Lookup Tables – Forth Dimensions
September 1997
This is an article I co-authored with Hans Bezemer when I was 16. The article was published in the September 1997 issue of Forth Dimensions, the Forth programming magazine published by the Forth Interest Group. Hans, the creator of a Forth compiler called “4tH”, helped me tune my prose and reduce a little of my zealous-Forther tone. I think I wrote the Case study II and The catch sections. See the original PDF.
To learn more about Forth, read the Wikipedia article and then read Thinking Forth.
“Personally, I consider the case statement an elegant solution to a misguided problem: attempting an algorithmic expression of what is more aptly described in a decision table.”
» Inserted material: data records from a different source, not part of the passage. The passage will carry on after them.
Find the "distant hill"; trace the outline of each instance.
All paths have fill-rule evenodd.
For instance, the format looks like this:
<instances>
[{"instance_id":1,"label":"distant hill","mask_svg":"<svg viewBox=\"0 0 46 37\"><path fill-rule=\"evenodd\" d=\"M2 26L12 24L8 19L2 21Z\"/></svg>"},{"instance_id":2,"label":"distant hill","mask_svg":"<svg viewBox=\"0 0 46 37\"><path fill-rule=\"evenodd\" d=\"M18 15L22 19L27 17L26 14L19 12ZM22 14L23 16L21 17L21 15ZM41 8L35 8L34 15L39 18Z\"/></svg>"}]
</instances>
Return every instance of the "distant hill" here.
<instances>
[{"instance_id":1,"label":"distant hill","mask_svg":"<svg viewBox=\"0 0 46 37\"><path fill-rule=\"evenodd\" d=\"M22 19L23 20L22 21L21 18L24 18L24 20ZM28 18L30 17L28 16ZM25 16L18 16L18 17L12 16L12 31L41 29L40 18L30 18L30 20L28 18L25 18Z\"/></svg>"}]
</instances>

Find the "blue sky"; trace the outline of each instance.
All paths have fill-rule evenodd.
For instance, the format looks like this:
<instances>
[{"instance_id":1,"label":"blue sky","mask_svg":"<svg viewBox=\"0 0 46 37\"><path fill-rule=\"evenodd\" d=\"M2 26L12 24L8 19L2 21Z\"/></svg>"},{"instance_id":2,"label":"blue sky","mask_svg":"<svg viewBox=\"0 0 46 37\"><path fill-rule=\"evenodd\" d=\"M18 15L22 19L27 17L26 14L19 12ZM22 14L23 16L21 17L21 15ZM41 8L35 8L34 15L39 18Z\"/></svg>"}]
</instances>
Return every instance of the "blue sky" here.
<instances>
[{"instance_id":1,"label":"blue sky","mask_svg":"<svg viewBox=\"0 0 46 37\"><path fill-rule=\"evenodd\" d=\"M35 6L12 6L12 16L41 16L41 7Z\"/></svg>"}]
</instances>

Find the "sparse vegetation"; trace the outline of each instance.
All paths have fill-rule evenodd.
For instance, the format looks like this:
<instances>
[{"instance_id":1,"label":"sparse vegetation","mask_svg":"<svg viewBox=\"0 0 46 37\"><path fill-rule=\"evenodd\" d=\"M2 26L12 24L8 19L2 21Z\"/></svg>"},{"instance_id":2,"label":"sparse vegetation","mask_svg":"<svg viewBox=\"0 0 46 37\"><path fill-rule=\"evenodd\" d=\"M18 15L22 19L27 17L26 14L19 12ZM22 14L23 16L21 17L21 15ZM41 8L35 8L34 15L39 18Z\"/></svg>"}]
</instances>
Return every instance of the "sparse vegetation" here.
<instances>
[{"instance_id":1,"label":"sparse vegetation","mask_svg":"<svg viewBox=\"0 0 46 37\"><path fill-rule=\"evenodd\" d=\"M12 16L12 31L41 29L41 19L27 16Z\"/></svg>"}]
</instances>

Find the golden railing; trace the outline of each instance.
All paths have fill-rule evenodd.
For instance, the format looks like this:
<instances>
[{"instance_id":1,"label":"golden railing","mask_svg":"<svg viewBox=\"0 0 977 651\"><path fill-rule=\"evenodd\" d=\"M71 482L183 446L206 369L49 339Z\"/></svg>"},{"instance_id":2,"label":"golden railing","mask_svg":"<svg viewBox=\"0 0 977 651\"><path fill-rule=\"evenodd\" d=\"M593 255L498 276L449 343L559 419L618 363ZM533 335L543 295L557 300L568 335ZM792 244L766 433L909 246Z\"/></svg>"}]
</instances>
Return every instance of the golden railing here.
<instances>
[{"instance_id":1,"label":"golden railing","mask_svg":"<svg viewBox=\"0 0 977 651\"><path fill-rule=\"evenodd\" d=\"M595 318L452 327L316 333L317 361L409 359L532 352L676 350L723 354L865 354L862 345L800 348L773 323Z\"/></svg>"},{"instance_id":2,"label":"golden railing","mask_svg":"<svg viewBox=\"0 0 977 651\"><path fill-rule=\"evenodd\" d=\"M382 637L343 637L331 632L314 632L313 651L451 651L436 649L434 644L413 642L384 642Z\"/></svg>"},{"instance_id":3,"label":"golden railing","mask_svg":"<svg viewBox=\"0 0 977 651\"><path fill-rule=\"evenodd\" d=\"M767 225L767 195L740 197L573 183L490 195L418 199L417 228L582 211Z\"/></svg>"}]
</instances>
—Leo Brodie, Thinking Forth
Introduction
If you think this article is going to start a new discussion about an old controversy, you’re dead wrong. Instead, we will present a new way to solve your problems by using a simple concept, called lookup tables.
When you examine a few random Forth programs, you will find that this technique is hardly used, apart from the odd weekdays table. That is a shame, because programs using lookup tables are easier to design, easier to debug, and easier to maintain. Furthermore, they usually are smaller and run faster. We will provide a few examples to make our point.
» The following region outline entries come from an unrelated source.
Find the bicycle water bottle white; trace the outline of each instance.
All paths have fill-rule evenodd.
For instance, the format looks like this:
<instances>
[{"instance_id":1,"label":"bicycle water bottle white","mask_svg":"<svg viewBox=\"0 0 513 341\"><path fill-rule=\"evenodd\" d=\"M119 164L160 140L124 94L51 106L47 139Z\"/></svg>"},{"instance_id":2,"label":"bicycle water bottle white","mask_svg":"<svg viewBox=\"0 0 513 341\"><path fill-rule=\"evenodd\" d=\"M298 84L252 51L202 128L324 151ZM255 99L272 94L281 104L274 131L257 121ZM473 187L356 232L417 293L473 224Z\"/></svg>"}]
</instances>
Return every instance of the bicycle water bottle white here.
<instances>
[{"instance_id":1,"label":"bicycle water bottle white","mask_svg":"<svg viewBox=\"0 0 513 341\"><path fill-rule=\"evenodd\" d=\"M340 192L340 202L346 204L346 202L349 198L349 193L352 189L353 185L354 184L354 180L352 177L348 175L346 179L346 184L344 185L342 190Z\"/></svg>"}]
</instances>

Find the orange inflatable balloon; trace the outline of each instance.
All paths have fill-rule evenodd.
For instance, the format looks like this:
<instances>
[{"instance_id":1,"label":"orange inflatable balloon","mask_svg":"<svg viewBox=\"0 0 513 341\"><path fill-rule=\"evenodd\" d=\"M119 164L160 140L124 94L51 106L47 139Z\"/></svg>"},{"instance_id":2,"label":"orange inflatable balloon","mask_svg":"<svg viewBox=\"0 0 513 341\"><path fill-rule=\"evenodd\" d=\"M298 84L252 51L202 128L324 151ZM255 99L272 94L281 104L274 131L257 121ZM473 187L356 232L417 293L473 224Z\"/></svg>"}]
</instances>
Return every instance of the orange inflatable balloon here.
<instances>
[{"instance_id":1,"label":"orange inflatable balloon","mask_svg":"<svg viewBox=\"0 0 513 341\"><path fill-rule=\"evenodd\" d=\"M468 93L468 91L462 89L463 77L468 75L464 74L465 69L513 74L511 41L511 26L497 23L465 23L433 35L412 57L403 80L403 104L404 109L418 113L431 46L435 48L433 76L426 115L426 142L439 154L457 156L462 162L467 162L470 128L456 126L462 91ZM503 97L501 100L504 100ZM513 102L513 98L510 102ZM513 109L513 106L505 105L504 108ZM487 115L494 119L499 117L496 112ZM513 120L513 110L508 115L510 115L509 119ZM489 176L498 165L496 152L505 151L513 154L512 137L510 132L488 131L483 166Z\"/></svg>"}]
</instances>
One possible reason for their relative scarcity is that lookup tables can be hard to implement in Forth—especially when strings are concerned. In this article, we will also offer some possible solutions to that problem.
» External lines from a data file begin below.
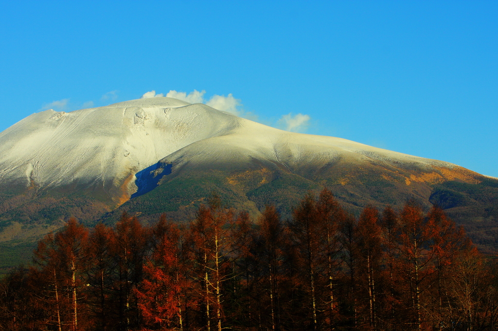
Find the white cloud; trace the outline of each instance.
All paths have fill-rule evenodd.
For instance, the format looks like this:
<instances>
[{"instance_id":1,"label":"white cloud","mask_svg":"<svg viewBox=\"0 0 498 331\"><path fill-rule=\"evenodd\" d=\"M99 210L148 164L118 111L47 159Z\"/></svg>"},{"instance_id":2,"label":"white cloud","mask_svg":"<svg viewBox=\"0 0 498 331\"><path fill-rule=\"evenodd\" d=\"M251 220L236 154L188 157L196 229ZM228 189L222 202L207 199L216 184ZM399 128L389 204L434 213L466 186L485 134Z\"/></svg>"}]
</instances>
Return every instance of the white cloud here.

Some might argue that OOF or other non-standard extensions offer even better ways to handle these kind of problems. However, ANS Forth is neither object oriented nor is there a Structure Extension (yet), and we consider that discussion to be outside the scope of this article.
What are lookup tables?
Lookup tables are just groups of objects with common characteristics. Using them means one has to consider the objects that are used inside a program and which characteristics they share (and do not share).
An adventure game is a good example. Every room has its own description and exits. Some exits may be hidden until a certain condition is met. In a room, there are objects. All objects have a description. Some may be moved and some may not. Some may perform an action when certain conditions are not met.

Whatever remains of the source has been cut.